Genozidleugnung ist ein Angriff auf die Wahrheit und Erinnerung, sowie eine Verletzung der Würde der Opfer und ihrer Nachfahren, so die gängige Überzeugung. Ziel des Projekts ist es, die Beziehung zwischen Menschenwürde, Erinnerung und Wahrheit im Kontext der systematischen Genozidleugnung genauer zu beleuchten.
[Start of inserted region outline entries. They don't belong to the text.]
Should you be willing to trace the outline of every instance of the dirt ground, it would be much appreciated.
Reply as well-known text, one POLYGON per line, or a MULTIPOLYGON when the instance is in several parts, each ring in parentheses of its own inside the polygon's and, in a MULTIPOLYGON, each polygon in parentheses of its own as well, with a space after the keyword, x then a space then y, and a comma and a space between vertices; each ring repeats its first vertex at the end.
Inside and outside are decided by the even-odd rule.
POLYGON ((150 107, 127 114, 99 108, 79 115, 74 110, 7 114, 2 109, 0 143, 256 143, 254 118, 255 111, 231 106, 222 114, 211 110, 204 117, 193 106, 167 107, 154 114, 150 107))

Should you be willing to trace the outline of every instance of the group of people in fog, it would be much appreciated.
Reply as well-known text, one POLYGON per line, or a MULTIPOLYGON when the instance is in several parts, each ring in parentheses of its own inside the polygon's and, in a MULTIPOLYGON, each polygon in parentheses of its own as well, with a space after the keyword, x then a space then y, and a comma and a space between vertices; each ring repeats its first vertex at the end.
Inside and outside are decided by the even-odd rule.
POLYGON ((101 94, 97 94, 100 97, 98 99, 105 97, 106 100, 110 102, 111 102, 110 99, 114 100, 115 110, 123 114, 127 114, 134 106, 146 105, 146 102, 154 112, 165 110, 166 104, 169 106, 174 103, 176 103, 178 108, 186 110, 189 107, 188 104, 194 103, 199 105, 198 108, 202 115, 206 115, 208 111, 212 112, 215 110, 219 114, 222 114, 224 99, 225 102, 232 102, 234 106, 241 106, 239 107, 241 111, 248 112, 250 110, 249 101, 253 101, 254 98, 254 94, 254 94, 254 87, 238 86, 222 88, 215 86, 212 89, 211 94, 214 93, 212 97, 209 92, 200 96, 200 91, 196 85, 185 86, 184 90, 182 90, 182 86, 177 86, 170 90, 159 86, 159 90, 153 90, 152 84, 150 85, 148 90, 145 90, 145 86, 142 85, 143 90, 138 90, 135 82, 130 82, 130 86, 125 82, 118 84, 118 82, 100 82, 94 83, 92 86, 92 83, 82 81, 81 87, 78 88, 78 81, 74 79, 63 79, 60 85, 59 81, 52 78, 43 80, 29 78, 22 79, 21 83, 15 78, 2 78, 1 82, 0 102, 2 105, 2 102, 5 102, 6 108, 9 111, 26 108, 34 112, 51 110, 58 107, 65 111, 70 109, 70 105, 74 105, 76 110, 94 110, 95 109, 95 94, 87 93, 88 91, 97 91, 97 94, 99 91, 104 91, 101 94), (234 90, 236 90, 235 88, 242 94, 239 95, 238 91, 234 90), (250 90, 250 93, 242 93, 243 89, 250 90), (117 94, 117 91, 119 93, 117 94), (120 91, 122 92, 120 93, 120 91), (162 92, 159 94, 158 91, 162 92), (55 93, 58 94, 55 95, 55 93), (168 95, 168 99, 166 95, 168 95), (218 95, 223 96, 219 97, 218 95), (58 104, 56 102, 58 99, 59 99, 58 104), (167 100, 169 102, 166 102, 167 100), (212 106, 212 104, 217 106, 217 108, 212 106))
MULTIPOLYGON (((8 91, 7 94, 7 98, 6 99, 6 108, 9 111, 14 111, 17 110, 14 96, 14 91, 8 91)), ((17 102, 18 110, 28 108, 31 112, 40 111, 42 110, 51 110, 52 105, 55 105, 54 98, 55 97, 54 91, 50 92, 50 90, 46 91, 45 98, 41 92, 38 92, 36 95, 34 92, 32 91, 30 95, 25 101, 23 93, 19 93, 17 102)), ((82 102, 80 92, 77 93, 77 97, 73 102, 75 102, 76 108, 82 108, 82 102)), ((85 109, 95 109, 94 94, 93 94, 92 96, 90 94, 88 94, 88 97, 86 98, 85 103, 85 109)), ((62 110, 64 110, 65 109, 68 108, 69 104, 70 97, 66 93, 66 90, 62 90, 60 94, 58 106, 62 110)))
Auf Grundlage eines exemplarischen Falls, nämlich der türkischen Leugnung des Armeniergenozids, wird die Völkermordleugnung zunächst als substanzielle Erkenntnispraxis analysiert, welche eine verzerrte «Epistemologie des Nichtwissens» generiert. Anschliessend wird anhand der Theorie der epistemischen Ungerechtigkeit aufgezeigt, wie eine solche «Epistemologie des Nichtwissens» schädigend sein kann, indem sie Mitglieder der ehemaligen Opfergruppe epistemisch unterdrückt, sowie Nachteile für die post-genozidale Gesellschaft insgesamt mit sich bringt. Genauer kultiviert systematische Völkermordleugnung (moralisch)-epistemisches Fehlverhalten und verhindert oder erschwert gesellschaftliche Solidaritäts- und Vertrauensbeziehungen, was das gesellschaftliche Zusammenleben dauerhaft gefährdet.

Das Projekt bietet einen wichtigen Beitrag zur aktuellen Debatte der epistemischen Ungerechtigkeit durch die Diskussion eines neuen, hochaktuellen und relevanten Anwendungsbeispiels. Durch den Fokus auf Völkermordleugnung als spezifische dysfunktionale Erkenntnispraxis wird schliesslich eine weitere grundlegende Ursache für soziale Ungerechtigkeit identifiziert.